My first classical piece was Chopin's etude no. 3 played within a year after I got my first piano. I remembered that I practiced it so much that when I played it in front of an audience (also the first time I played for a large audience) it became so automatic that I don't remember anything on stage. Everyone was applauding after the performance but for the life of me I couldn't remember what actually happened since everything took place almost automatically from the beginning to the end of the piece. The bad thing about such level of "automatic" is that you don't have actual control from beginning to end. It felt like a runaway train. IMHO you should avoid that kind of effect if possible.
Hi!I'm working on some for me technically challenging works, where the most difficult passages are at the upper limit of what I can properly play. When practising at home in a relaxed state I can handle all the passages, octaves, jumps and whatnot, but as soon as I get nervous, stressed or tense it all collapses.
Even more seriously, ignore those who advise adding more tension.
See what I mean? They even tension up the discussion!

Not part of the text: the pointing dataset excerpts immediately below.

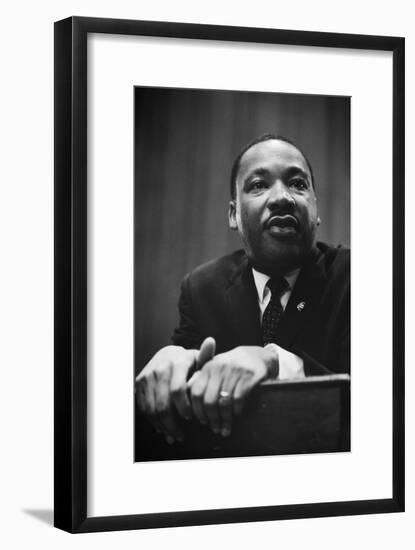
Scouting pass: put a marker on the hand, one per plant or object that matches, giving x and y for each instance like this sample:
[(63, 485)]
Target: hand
[(161, 387), (219, 390)]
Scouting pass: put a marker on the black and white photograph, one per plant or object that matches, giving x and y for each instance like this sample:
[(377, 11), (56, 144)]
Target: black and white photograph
[(229, 331), (242, 273)]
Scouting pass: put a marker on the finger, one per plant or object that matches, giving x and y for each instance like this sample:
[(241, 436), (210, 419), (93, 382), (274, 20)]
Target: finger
[(242, 389), (163, 407), (197, 390), (146, 402), (226, 403), (211, 397), (206, 352), (178, 391)]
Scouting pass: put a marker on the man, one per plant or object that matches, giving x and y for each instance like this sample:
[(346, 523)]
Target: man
[(278, 308)]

Yes, warns people off adding tension.
If you are supported at the hand end, the whole arm is able to release tension without falling off the piano. It can "hang" between two points when released-
It can only hang if it's fixed at both ends, which it quite obviously isn't. The physics is bogus! (as posters have constantly pointed out to you)
You're simply plucking facts from thin air.
Hmm..., that's where you got the originals isn't it?
So you're too lazy to even include a single sentence of substance
I could say the same of you. In fact there's even less substance in your daft claims. Wake up and do some real research before abusing the real masters.
If you don't have anything specific to say in response to my points, please stop cluttering this thread with unsubstantiated attacks. It contributes nothing to the topic.
You can't seem to comprehend that it's your claims that are unsubstatiated. You're advising people to add tension with no evidence whatsoever. Posters who've been foolish enough to attempt your 'experiments' have disagreed with your results, results which you then reject. What the hell's the point?
Better spin than spam.
Where is Tina Turner when you need her. "Two men enter, one man leaves".
In order for the arm to be held up on the keys, there must exist some form of flexion in the arm and forearm muscles, however non-existent it may seem. That's just basic biomechanics. He's not advocating ADDING any tension to the already necessary minimum, but rather re-distributing it more efficiently.
Keyboardclass, I believe you might be misinterpreting what he's saying. I think all nyiregyhazi is trying to say is that there is a necessary minimal amount of tension in order to hold the arm in the "proper" playing position both while at rest, and while playing notes. Some people place this tension in the wrong place, rather than distributing it to the right biomechanical area. In order for the arm to be held up on the keys, there must exist some form of flexion in the arm and forearm muscles, however non-existent it may seem.
No, he's saying you should tense the fingers to support much of the weight of the arm on the keybed - on a continuous basis. It goes contrary to all the major pedagogies of the last 100 years and is quite detrimental to the playing mechanism.
No, I am not. I am saying you should use grip to stabilise SOME of the weight of the arm
A grip is tension. To be done and finished with in the millisecond of key depression. You don't prepare/hold it - that's just nonsensical.
And it requires vastly more arm tensions to stop your hand falling from the piano when the finger does not create stability.